The most sensible solution is to teach our students how to be good citizens of the digital world. Craig Badura, an educator from Aurora, Nebraska, offers a fun tool to help us introduce the concept of digital citizenship in our classrooms and emphasize its importance. On his blog, COMFORTABLY 2.0, Mr. Badura explains exactly what is needed to form The Digital Citizenship Survival Kit: a padlock, toothbrush, permanent marker, and toothpaste. While these items may at first seem unrelated and somewhat silly, they are perfect symbols of everything we should be keeping in mind as users of the digital world. The padlock reminds us that we should always keep all of our accounts locked up with passwords. Just like the toothbrush, passwords are also something that shouldn’t be shared with anyone other than the person they belong to. The permanent marker and toothpaste represent that everything you share and do on the internet is there to stay. Even if you delete it, it is extremely difficult to take it back completely, as part of that footprint more than likely still exists somewhere else.
It is crucial that we take these steps as teachers to inform our students about the importance of conducting ourselves in a kind and responsible way. For many of our students, this may be the first time they have been asked to stop and think about what they are posting or doing on the internet. Teaching digital citizenship is also a factor in preventing cyberbullying. Antibullying Advocate, Paula Green shares that 45% of children have experienced bullying online and a whopping 70% have witnessed it. Even though so many of our students have first-hand experience with cyberbullying, only 2 out of 10 will report it to a parent or teacher.

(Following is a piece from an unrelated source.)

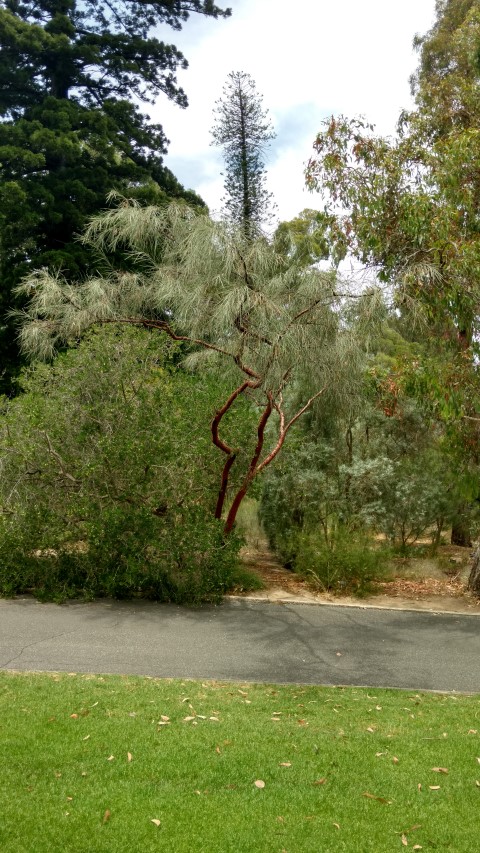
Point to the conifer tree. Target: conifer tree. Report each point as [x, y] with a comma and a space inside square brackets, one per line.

As classroom teachers, we have the opportunity to reach out to these kids before something bad happens. We get the privilege of being role models for our students and it is our responsibility to both model appropriate online behavior and create a positive atmosphere for our students to learn and grow in. Katherine Sokolowski provided some wonderful insight as to how we can do this in her blog, Read, Write, Reflect: Living Our Lives Online. She reminds us that our actions speak louder than our words and it is our job to teach our students to be kind, caring, and accepting of others, both in class and online.
As new technology continues to be created and makes its way into the classroom, it will be crucial that we also learn right along with our students. If we devote ourselves to being lifelong learners and advocates for digital citizenship, we may begin to see some positive changes in the digital world we are living in.